While Molly's Suds is Leonard’s core business, she created the Refillery storefront as part of her new warehouse on 30th Avenue N and Tyrone Boulevard.

In addition to a do-it-yourself station filled with the ingredients to make natural deodorants and facial cleansers, Leonard also stocks low-waste essentials: Cloth cotton rounds to remove makeup, bamboo toothbrushes and, of course, steel and glass straws.

They're the kind of items Eniko Olah began selling at her Saturday Morning Market and Indie Flea market pop-up shops last year. Now, Olah has her own store on the top floor of the Baum Market downtown, where she sells her staples and then some. She named the store Sans Market.

"Without plastic, without packaging, without chemicals," she said.

She has a refill station with shampoo, hand soap and even sunscreen. Instagram-worthy jars and spray bottles are on sale for a few dollars. She sells portable kits of bamboo cutlery to replace plastic forks or spoons, cotton "unpaper" towels, shampoo and shaving bars, all-metal razors and even plastic-free body glitter.

For 12 years, Olah worked in marketing for the type of companies she now encourages clients to avoid: Procter and Gamble and Kimberly Clark, which manufacture several household cleaning and paper products.

"I was trying to change them from the inside," she said.

A year ago, she decided to lead the change she wanted to see with her own business. She moved from Wisconsin back to Tampa Bay, where her family lives, to start the market. Three years ago, Olah got stricter in cutting back on her personal waste. It was around the time some zero-wasters started getting popular online, showing off how little waste they produced in a year by carrying it around in a mason jar. Olah worries that kind of mindset can create a barrier for those just starting out.

"The goal isn't to judge people and get them to put their waste in a mason jar," Olah said. "It's education."

None of the shop owners said they're completely waste-free. It's difficult, especially when it comes to getting enough food to feed their families.

In October 2018, Marcile Powers and her husband, Keevy McAlavy, put up a Kickstarter fundraising page to solicit local support for Kenwood's Organic Produce, and raised about $3,500 for the low-waste market. They had a months-long soft opening as they sorted out farm relationships and a glass jar deposit program for prepared foods.

The modest shop near the intersection of Fifth Avenue N and U.S. 19 opened officially in March. The store’s shelves are now full of $1 peaches, squash and zucchinis, $4 cartons of blueberries and $1.50 bell peppers.

The couple stocks whatever is in season, often driving to nearby farms to pick up the loads themselves. But avoiding packaging doesn't always work out perfectly. One farm first sent loose potatoes in a box, Powers said. The next order, the same farm sent the potatoes bagged per pound.

"Wholesalers are not totally ready yet," Powers said.

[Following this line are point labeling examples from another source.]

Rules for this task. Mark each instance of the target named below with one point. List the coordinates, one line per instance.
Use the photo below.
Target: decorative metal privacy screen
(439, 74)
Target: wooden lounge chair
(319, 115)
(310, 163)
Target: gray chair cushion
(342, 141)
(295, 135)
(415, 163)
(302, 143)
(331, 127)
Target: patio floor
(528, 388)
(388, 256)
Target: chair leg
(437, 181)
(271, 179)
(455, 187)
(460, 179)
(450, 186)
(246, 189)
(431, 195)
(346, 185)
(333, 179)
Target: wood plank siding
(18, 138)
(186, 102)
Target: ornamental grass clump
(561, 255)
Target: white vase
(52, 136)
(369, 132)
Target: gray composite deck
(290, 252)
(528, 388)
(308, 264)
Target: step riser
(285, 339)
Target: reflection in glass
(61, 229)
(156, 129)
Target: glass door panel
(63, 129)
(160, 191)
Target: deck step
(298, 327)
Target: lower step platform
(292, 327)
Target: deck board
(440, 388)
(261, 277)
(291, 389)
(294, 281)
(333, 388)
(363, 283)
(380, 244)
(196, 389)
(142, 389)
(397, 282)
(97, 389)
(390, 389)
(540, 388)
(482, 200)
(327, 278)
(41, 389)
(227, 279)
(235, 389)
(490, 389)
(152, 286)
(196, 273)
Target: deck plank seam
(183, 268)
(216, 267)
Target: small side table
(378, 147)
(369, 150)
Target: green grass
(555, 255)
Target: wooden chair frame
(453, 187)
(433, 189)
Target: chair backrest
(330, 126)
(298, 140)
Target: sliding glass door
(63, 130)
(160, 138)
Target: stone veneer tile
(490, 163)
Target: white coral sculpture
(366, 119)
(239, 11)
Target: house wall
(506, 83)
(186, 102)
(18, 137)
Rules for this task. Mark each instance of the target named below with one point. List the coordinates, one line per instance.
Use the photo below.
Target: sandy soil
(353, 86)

The big suppliers are built around leading retailers that want packaging because it streamlines delivery and shelving and can delay spoiling. Industry leaders need to start demanding changes so the suppliers follow suit, Powers said.

Olah said customer demands affect those decisions, too. She cited Trader Joe's recent packaging changes after a Greenpeace petition against big retailers use of plastics surpassed 100,000 signatures late last year. Trader Joe's chain of 500 stores started phasing out polystyrene meat trays and single-use plastic produce bags.

Aldi pledged last month its packaging would be reusable, recyclable or compostable by 2025, which echoes promises Walmart made in February.

"I hope it's not just green-washing," Olah said. "If they do start making the push, I hope they do it in the right way."

The mood is shifting across the state. Gainesville has a Life Unplastic shop and the village of Tequesta in South Florida has a One World Zero Waste store. Bulk Nation, which has several Tampa Bay locations, has a zero-waste program that allows shoppers to fill up their own jars with flour, nuts and dried fruit.

Tampa Bay's low-waste stores are so far clustered in St. Petersburg. Tampa doesn't appear to have its own similar stores — yet.

The ladies behind St. Pete's latest eco-shops say it's just a matter of time.